Патина
Шрифт:
Спустя два светофора скребущие по сердцу скрипки Айги сменились клавишными аккордами – и понеслось. Зал был не то, что…
– Ich verlasse heut' Dein Herz, – не выдержал и зашептал Роберт. Альдегиды положительно сводили его с ума. – Verlasse Deine N"ahe1…
– Wie Kinder waren wir, Spieler – Nacht f"ur Nacht2, –
«Da ich Dich liebe» они прорыдали вместе. Сзади длинно просигналили, и их нестройный хор мгновенно умолк, однако молчание продлилось недолго.
– «21 грамм», – сказал Роберт, долго и мучительно вспоминавший.
– С Наоми Уоттс и Бенисио дель Торо, да, – сказала она, будто бы и не забывая.

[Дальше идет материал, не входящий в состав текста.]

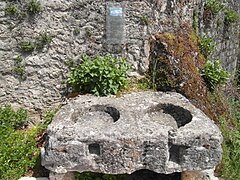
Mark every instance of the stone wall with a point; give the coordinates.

…Зал был не то, что полу-, а совершенно пуст, не считая него, еще нескольких таких же полуночных любителей артхауса и неизвестно как затесавшейся сюда смешной одногруппницы, которую он почти не замечал в академии, а тут встретил у кассы – вдруг, и она сказала «привет» – тоже вдруг, а потом, получив билетик, деликатно заняла свое место в дальнем ряду и на ином не настаивала. Роберт вспомнил о ней только после сеанса – делать вид, будто они незнакомы, в огромном безлюдном холле было бы странно, поэтому он подал ей куртку и спросил, как фильм, и она спросила тоже; по дороге к метро выяснилось, что впечатления удивительно схожи, и «Ох, "Сука-любовь"! Ах, Иньярриту!», и взаимные недоумения по поводу предыдущих встреч, которые должны были случиться, но отчего-то не случились, а потом еще «Зайдем в кафе? Холодно очень» и «Ты тут пока выбирай, а я сейчас». Сквозь окрашенное вином стекло бокала он разглядел, что у нее вызывающий профиль и горбинка на носу, по которой он совсем вскоре водил пальцем и говорил: «Не вздумай исправлять», а она целовала его в шею чуть ниже мочки уха, и обещания слетали с ее губ так же легко, как часом раньше – восторги в адрес режиссера.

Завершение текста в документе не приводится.